As he enters his arbitration years and is about to get pricier, there’s no real framework for what a contract extension would look like. If he’s a legitimate two-way star, you can easily imagine a contract in excess of $100 million. However, the production has varied quite dramatically in his three years and there’s no real assurance that he’ll ever pitch effectively again (he’s made just two starts since 2019). I listed Ohtani because of his growing proximity to higher salaries and free agency (after 2023) but it’s hard to see a scenario where an extension is worked out before this season. If he returns to his career norms as a hitter and is healthy enough on the mound, you could easily see these talks ramping up next year.
Jo Adell/Brandon Marsh/Griffin Canning
One of the major issues and often underreported areas for the Angels has been their ability to create surplus value. In laymen’s terms, the Angels have been notoriously bad for allocating resources into bad investments at inopportune times (see, Albert Pujols, Josh Hamilton, Vernon Wells, etc). On the flip side of the coin is an avenue that the Angels really have not explored too often. Signing extremely young, pre-arbitration MLB players or prospects to bigger deals has a wide range of outcomes, with success stories like Mike Trout, Evan Longoria, and Andrelton Simmons and less fortunate outcomes like Jon Singleton and Scott Kingery.
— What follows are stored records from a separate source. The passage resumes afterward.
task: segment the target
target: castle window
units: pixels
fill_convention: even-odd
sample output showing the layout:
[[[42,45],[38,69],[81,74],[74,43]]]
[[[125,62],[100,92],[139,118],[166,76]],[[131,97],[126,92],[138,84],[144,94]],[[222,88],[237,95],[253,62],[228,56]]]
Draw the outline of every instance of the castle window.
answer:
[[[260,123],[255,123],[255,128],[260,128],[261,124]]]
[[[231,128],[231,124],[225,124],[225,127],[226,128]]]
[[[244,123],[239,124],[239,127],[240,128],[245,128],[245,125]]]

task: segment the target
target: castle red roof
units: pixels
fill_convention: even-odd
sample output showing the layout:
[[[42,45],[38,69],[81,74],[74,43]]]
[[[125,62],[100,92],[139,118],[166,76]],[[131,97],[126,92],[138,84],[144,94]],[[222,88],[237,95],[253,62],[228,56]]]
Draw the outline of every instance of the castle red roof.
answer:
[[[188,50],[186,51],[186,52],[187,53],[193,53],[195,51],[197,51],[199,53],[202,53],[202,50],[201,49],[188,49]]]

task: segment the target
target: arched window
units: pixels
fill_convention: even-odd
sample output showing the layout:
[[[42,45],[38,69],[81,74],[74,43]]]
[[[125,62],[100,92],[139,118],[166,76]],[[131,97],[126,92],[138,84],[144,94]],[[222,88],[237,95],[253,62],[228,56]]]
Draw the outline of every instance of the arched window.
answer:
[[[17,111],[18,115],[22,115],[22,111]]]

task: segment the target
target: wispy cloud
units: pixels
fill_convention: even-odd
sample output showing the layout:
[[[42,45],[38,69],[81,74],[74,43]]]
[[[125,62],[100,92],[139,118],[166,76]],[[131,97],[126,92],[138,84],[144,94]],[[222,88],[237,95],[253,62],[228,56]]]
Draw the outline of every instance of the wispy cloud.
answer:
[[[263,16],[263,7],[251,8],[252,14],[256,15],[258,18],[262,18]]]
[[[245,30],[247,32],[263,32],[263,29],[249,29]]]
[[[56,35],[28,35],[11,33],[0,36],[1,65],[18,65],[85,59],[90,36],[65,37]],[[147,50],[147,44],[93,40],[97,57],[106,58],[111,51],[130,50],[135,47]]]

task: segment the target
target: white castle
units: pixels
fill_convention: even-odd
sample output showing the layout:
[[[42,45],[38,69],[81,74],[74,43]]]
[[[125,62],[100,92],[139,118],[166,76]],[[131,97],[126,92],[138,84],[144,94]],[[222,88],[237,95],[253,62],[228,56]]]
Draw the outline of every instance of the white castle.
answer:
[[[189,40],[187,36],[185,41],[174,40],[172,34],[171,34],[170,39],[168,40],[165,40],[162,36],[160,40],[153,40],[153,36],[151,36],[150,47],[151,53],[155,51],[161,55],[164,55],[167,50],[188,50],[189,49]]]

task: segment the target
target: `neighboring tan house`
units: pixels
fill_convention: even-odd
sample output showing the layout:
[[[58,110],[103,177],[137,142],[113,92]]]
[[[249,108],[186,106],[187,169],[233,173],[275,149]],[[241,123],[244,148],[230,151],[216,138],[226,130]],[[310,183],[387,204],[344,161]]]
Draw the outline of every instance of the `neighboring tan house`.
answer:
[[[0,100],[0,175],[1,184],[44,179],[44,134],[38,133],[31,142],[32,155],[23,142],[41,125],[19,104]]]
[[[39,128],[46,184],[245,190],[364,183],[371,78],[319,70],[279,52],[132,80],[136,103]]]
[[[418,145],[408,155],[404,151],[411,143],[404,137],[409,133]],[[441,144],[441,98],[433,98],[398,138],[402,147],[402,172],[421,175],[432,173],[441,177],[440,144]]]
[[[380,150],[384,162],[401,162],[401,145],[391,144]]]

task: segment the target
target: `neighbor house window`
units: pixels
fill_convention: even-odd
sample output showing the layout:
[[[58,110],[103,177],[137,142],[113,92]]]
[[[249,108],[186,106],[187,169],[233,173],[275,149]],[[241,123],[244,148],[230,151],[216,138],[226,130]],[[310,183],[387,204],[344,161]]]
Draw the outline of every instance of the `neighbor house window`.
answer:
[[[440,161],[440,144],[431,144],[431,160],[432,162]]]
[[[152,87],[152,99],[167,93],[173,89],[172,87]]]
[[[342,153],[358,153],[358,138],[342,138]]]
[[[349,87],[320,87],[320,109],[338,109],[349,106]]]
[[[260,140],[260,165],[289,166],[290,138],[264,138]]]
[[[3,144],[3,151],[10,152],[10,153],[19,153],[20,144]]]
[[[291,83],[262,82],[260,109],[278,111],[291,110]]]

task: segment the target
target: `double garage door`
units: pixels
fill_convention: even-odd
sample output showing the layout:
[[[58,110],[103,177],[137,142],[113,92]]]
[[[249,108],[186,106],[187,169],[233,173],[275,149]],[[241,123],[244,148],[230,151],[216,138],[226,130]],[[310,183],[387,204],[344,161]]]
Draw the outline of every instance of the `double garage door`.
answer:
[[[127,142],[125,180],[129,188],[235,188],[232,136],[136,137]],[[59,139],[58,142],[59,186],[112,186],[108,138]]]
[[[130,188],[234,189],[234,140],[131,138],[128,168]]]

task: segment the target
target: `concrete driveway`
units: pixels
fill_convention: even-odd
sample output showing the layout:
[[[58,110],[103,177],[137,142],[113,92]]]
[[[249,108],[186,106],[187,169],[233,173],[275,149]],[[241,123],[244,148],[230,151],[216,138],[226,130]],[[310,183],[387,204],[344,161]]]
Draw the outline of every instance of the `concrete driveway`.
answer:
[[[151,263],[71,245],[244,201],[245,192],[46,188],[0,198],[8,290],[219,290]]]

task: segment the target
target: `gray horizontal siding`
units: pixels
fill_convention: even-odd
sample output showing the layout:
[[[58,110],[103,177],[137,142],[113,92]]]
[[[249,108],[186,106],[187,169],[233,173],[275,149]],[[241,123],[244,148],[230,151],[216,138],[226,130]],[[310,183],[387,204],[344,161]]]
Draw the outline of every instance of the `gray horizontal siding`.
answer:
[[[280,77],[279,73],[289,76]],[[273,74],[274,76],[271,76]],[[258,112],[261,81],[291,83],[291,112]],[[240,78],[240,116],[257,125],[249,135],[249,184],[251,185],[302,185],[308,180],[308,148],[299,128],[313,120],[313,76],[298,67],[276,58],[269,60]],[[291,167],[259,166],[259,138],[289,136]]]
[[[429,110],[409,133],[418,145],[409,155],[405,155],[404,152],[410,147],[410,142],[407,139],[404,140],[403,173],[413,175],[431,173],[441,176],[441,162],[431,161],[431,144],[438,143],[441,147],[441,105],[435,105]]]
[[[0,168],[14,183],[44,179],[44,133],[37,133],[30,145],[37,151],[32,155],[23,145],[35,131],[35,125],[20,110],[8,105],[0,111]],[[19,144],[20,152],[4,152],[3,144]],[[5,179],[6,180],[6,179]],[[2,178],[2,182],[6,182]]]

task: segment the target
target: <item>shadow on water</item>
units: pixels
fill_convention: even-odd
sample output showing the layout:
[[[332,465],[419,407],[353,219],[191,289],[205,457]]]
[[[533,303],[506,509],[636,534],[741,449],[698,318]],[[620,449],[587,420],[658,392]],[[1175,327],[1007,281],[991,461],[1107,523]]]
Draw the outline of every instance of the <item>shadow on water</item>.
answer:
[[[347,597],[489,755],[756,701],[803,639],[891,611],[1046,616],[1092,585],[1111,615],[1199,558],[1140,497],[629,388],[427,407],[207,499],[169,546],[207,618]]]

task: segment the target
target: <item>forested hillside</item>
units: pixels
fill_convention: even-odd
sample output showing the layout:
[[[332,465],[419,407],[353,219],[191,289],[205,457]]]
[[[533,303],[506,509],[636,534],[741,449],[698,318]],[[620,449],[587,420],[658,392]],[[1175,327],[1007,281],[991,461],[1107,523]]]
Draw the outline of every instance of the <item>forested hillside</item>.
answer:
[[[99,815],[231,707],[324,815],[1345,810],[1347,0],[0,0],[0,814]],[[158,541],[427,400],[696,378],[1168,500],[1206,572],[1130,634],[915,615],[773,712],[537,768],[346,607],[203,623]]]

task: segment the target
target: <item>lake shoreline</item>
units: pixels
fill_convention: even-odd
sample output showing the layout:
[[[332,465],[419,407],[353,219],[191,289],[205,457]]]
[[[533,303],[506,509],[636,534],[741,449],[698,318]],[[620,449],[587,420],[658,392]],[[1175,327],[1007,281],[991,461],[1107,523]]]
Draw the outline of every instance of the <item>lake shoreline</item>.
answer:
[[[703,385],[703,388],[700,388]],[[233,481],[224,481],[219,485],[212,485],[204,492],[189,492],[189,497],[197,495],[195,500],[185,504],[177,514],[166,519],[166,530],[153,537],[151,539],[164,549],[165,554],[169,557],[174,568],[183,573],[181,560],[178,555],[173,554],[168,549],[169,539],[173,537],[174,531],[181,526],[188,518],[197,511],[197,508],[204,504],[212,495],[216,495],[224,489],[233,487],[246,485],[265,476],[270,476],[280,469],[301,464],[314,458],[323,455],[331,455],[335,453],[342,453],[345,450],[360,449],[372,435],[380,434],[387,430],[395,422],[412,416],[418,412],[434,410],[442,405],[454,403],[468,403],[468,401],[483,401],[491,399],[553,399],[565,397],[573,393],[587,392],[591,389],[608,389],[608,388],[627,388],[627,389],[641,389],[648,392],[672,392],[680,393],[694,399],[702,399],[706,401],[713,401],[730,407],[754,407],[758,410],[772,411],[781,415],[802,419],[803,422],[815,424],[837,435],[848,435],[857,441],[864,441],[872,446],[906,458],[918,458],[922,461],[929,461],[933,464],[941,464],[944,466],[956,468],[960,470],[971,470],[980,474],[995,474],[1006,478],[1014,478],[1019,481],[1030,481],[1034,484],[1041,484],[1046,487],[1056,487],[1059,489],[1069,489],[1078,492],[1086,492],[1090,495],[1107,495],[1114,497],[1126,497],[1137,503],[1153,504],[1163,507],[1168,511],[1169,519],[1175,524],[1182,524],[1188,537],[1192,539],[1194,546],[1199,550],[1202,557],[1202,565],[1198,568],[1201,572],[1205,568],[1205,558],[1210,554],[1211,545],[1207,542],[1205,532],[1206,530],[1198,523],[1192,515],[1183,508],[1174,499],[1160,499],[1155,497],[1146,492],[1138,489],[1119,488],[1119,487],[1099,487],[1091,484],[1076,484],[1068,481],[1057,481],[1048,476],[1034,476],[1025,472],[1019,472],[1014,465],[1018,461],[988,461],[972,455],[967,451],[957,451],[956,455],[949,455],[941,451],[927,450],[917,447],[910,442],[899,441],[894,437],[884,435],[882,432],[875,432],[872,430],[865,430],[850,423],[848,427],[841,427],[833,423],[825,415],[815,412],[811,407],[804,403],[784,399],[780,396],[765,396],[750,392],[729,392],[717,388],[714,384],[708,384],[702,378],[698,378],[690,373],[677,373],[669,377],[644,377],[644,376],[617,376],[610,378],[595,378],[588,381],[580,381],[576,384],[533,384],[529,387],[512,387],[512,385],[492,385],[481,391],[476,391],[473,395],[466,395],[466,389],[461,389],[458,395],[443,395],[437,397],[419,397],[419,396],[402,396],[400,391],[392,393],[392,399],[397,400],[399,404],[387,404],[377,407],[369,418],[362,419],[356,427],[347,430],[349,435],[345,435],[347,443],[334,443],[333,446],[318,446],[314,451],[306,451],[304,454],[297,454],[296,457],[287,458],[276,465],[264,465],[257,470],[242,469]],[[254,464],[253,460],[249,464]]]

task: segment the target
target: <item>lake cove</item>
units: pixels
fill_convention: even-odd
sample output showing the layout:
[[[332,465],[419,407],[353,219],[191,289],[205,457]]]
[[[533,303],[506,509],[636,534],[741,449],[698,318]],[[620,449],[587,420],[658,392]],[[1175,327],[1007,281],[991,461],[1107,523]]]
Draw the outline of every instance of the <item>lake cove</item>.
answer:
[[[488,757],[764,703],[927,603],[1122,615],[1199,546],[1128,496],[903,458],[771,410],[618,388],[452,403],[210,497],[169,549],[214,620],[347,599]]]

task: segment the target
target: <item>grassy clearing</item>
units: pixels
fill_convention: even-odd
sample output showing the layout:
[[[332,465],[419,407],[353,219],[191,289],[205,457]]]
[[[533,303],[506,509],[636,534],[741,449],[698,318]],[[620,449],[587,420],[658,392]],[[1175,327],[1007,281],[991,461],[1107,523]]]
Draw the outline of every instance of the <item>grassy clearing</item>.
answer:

That’s where Jo Adell, Brandon Marsh, and Griffin Canning come into the equation. I’m not even necessarily advocating for an extension for one of these individual Angels players. What I’m trying to promote is the idea of signing players to team-friendly deals before they get more expensive. If the Angels feel strongly about one of these younger players and believe in them from a long-term prognosis, they should look into signing them to a team-friendly deal. Because of the well-outdated financial system in MLB that critically underpays young players, the Angels have a potential loophole to find surplus value in guys like Jo Adell, Brandon Marsh, or Griffin Canning.